Brand new National Party chief honcho and Deputy Prime Minister, MickMack’s story of humble beginnings — “I am from Marrar. It is a little village of 368 people” — wasn’t the only “log cabin to White House” example we’ve witnessed in Canberra in recent days.

I was genuinely surprised to discover last week that Acting Prime Minister, Mathias Cormann, could not speak English until he was 23 when he came to Australia from Belgium to follow a backpacking girlfriend on holidays. I know that’s an opening for smartarse comments that “Down Under’s version of Arnie still doesn’t speak English” but it is pretty impressive that the Finance Minister and Government Leader in the Senate has come so far.

Two years after that vacation, Cormann migrated here.
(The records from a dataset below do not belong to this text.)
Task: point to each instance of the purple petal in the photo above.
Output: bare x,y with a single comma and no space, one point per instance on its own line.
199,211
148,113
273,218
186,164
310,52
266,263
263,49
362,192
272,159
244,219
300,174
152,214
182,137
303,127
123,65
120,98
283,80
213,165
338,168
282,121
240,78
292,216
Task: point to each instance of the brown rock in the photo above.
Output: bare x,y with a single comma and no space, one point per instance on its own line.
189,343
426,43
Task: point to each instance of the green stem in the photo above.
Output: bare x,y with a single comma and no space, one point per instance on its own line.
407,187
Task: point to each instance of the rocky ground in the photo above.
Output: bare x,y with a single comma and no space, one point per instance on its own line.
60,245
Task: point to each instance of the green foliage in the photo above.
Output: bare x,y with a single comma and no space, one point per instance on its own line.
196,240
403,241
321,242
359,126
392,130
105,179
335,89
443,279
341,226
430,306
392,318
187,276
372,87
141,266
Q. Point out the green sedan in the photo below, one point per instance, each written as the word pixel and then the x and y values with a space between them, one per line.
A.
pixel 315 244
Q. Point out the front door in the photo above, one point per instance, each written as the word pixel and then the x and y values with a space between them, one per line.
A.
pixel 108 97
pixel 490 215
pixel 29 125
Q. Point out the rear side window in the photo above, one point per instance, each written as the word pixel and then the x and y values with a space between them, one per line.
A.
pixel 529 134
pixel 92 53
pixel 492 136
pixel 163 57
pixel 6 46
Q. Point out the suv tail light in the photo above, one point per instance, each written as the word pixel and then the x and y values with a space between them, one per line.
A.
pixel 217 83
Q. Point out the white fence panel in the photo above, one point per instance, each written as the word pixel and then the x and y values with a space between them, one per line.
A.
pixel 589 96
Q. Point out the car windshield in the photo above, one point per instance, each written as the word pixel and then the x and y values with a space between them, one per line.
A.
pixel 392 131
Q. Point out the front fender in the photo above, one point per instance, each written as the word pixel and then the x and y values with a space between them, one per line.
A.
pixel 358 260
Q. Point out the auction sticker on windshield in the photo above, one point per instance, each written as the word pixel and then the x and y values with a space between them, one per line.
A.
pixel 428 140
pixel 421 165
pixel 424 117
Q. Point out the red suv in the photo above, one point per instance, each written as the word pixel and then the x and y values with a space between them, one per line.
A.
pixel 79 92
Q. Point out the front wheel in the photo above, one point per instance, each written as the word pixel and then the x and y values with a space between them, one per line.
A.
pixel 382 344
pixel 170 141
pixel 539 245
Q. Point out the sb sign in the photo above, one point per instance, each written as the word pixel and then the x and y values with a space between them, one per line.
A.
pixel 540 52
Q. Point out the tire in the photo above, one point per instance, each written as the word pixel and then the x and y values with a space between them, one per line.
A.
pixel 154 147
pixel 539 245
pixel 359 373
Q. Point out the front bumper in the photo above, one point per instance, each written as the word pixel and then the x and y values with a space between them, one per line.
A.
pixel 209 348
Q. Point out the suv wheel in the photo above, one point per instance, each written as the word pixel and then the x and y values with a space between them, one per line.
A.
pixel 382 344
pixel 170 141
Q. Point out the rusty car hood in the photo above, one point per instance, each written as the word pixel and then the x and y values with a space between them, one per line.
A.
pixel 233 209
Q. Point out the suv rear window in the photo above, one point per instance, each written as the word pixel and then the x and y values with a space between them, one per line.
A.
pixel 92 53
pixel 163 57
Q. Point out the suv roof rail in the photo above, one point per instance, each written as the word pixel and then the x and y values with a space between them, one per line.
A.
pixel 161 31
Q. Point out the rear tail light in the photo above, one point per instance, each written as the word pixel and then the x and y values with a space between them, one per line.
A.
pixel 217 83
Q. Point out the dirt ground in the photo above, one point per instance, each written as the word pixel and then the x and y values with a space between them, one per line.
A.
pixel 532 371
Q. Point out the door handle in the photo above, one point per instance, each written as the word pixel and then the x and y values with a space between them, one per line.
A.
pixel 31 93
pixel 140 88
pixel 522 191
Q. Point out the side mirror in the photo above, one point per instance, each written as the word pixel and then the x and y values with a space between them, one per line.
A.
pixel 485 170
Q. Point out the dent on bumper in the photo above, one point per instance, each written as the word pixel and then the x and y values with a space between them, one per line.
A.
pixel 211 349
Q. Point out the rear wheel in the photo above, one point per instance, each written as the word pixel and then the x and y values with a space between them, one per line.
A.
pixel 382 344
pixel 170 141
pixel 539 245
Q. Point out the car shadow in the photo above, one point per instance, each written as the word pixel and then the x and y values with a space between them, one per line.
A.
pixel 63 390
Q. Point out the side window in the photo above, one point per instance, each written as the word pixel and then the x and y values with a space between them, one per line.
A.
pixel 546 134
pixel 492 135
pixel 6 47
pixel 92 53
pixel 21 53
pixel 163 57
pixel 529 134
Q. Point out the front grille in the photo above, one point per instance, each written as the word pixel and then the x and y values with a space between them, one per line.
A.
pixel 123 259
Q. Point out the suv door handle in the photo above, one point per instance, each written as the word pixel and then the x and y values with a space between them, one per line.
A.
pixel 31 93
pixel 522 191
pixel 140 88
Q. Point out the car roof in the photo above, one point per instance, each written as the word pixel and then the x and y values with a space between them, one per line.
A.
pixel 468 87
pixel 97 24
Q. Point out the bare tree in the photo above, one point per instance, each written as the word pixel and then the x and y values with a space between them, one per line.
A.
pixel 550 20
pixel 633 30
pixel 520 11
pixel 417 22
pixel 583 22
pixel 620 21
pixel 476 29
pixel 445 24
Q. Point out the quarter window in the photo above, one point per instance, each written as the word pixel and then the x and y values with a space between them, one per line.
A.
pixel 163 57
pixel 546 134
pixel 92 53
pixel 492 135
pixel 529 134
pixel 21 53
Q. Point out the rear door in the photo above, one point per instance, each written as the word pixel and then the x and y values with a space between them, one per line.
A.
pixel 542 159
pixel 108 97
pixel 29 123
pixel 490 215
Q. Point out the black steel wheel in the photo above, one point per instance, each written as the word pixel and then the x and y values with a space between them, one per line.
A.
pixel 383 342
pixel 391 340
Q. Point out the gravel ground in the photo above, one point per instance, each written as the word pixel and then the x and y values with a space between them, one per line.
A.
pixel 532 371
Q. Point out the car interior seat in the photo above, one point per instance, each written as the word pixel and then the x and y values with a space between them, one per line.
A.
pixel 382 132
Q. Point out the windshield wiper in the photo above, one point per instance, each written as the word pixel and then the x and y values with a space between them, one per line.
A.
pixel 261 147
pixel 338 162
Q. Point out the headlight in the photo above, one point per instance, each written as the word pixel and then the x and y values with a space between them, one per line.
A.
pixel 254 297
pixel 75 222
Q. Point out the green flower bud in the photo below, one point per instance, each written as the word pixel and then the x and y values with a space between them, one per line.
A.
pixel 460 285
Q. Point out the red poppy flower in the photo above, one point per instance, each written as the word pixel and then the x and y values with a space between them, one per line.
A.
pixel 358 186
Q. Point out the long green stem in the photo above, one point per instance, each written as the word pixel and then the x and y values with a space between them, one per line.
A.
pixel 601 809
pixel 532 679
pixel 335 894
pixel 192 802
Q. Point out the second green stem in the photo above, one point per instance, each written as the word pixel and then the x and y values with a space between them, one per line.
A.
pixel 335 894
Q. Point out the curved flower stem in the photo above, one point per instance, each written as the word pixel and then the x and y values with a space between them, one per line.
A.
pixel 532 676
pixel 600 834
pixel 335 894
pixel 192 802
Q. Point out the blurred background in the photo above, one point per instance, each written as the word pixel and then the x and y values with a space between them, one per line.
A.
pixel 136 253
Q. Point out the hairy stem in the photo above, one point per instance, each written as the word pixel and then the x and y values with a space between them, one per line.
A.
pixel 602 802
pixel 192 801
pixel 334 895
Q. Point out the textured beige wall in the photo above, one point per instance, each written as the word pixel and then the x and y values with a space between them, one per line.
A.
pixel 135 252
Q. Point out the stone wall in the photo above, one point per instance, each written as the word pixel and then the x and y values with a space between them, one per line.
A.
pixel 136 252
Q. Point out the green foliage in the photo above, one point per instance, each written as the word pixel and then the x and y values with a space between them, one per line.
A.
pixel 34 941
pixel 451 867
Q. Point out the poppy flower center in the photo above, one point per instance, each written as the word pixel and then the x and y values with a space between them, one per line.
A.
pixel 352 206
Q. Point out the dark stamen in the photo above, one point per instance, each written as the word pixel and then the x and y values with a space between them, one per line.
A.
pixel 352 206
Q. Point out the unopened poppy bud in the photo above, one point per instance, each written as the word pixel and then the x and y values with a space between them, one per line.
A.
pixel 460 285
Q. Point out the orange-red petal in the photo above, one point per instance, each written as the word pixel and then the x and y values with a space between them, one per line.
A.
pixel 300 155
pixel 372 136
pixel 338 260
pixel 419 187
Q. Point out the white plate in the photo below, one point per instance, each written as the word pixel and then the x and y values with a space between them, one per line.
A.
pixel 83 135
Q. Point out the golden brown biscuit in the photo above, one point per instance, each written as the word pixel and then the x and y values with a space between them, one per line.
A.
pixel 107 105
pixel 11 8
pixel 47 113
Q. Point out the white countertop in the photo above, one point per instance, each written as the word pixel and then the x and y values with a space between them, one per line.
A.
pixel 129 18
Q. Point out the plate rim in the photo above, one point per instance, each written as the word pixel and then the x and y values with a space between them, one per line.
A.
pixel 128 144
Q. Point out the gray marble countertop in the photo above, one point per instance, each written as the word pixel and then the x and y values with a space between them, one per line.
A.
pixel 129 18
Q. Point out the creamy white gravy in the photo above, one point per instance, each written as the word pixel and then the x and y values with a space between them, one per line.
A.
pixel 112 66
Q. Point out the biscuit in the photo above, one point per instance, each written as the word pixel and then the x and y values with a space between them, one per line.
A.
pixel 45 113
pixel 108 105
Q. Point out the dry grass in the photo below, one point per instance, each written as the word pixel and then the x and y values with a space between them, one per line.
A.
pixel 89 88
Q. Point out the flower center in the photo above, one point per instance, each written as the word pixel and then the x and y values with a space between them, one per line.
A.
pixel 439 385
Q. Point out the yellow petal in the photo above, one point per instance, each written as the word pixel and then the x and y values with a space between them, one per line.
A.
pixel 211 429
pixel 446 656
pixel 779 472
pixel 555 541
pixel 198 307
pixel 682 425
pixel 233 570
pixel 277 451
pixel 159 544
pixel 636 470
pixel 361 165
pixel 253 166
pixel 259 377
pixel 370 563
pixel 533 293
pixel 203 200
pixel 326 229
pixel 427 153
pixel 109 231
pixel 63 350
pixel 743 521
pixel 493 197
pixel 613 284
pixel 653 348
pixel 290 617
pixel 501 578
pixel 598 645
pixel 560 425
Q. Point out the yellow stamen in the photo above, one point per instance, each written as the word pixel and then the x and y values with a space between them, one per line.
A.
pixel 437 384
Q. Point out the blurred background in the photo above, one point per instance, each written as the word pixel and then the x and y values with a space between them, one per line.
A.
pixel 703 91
His elevation to Acting PM (the first senator to fill that role in 10 years) apparently was big news in Belgium. He told the Financial Review that TV crews went to his old home town. “This is his primary school, this is where he worked, this is his dad.”

While Malcolm Turnbull was in Washington to visit President Trump and talk up Trump’s huge company tax cuts, his replacement was doing the same thing back here, bombarding cross-benchers with a thick tome featuring flagged notations and attachments with titles like “Myths and misleading claims in the business tax debate” and “Bill Shorten on business tax cuts”.

Senator Cormann has his work cut out, as I mentioned here last week. He will need all that pragmatism he is renowned for: One Nation’s Pauline Hanson made her company tax cut opposition well known on her first day back for estimates hearings.


Speaking of estimates. For minor parties, and especially for a lone Justice Party senator, the hearings get hectic. And it wouldn’t be estimates without the regular verbal jousts between that testy old Legal & Constitutional Affairs Legislation committee chair, Senator Ian Macdonald, and his sparring partners Wong, Watt and McKim. Not very seemly, but entertaining.

At the new super-sized Home Affairs Department hearing, I raised the intriguing issue of the man who isn’t there – Australian Border Force Commissioner, Roman Quaedvlieg. He’s been on forced, extremely well-paid, leave since May 2017 after being accused of — as it will become known in Canberra — “doing a Barnaby” and allegedly intervening to get his partner a job at Sydney Airport.

Department Secretary Michael Pezzulo, regarded as the smartest and shrewdest (some would say slipperiest) public servant on the Hill, conceded he, and the PMO’s office, had seen a report three months ago but no action had been taken to sack or re-instate the commish, who is paid $619,905 a year. The shit fight has now been flick-passed to the new Attorney General Christian Porter.

I said at estimates: “It must concern you that someone is being paid half a million dollars not to work?”

Mr. Pezzullo: “Well, Senator, that’s an opinion”. Straight out of Yes, Minister.


This sounds like poli-speak but this week I had a genuine epiphany. I actually jumped out of bed around 2am to hit the typewriter (laptop) when it dawned on me.

I had just arrived back in Canberra for that grueling week of estimates hearings. Following on from days of Senate family court/law public hearings in Sydney and Melbourne. And in that brief time at home I had the epiphany. It was prompted by a Justice Party Facebook comment from a woman who said something along the lines of, “I’ll pay attention to your campaign to protect children after you take care of the farmers”.

And I thought: bullshit. I was elected and sent to Canberra to campaign on justice issues. I started, and dedicated, this party to fight for the rights of vulnerable people — young and old. Sure, I have to vote too on issues like Gonski and company tax cuts but that’s not why I am here.

You’ve got 56 Liberal, National and Labor senators around the country who you voted for. Write to them. I decided to pledge to stick to my knitting, as they say. I am on track and proud of it. In the past 24 hours, in a lift in Melbourne and a café in Canberra, two men have shaken my hand and said, cryptically, that they were raised “in care”. Two more victims of child sexual assault. It’s these unspoken victims that I am in Canberra to represent, and I must not forget that.

That is my cemented credo. I’ll talk to other people about other issues concerning them but these are my goals. There are hundreds of other, supposedly influential, politicians in this town. Go talk to them.


One day, the Beetrooter is telling a TV crew that he’s “not going anywhere”. Next, he calls a morning presser to announce his resignation as National Party Leader and therefore also Deputy Prime Minister. Proving yet again Hinch’s Law: anyone who says three times “I will not resign” – will.